Innovation driven by participation

Taking a standardized approach to system architecture and security remain the foundation of Project Cassini, and ecosystem collaboration to produce real cloud-native reference implementations and blueprints is where the vision of a secure Arm-based edge comes to life for developers. We are seeing a number of industry partners deliver new reference implementations to address key edge use-cases, including an AI edge use-case developed with NVIDIA and Rancher, high performance edge inference with Redis, and a compute consolidation use-case developed with VMware.

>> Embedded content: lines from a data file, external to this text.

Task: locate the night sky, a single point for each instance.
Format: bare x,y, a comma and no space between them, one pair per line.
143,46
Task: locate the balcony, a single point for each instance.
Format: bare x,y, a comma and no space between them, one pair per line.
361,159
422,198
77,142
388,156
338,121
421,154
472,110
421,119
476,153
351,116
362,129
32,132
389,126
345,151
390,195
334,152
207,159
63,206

The success of Project Cassini for the infrastructure edge and IoT markets has had a ripple effect in other domains. It’s important to note participation across the ecosystem is not limited to hardware companies such as silicon providers and ODMs; numerous OEMs, Cloud Service Providers (CSPs) and other key software vendors are now fully engaged with Project Cassini as well as new, similar initiatives led by Arm for the automotive and Cortex-M ecosystems:

  • Arm, along with leaders across the automotive industry, recently announced SOAFEE (Service Orientated Architecture for Embedded Edge), a collaborative initiative which builds upon the foundation of Project Cassini to define a cloud-native architecture compatible with the safety critical and real-time requirements of the software-defined vehicle.
  • Just this week we also announced Project Centauri, focused on driving rapid, exponential growth for Cortex-M based devices. A key part of the new Arm Total Solutions for IoT, Project Centauri brings together standards, security initiatives and our extensive software ecosystem to achieve for M-Class systems what Project Cassini is doing for A-Class systems.

Project Cassini

The diversity of the Arm ecosystem has allowed the innovation leading to many of the technologies we take for granted today. Project Cassini is about giving our partners a scalable and secure framework for building the computing solutions of tomorrow, and I truly believe the progress we’ve seen to date is only the start of something incredible. We look forward to continuing to evolve and adapt this approach to standardization, security, and ecosystem collaboration to address the needs of everchanging computing requirements, from cloud to edge to endpoint device.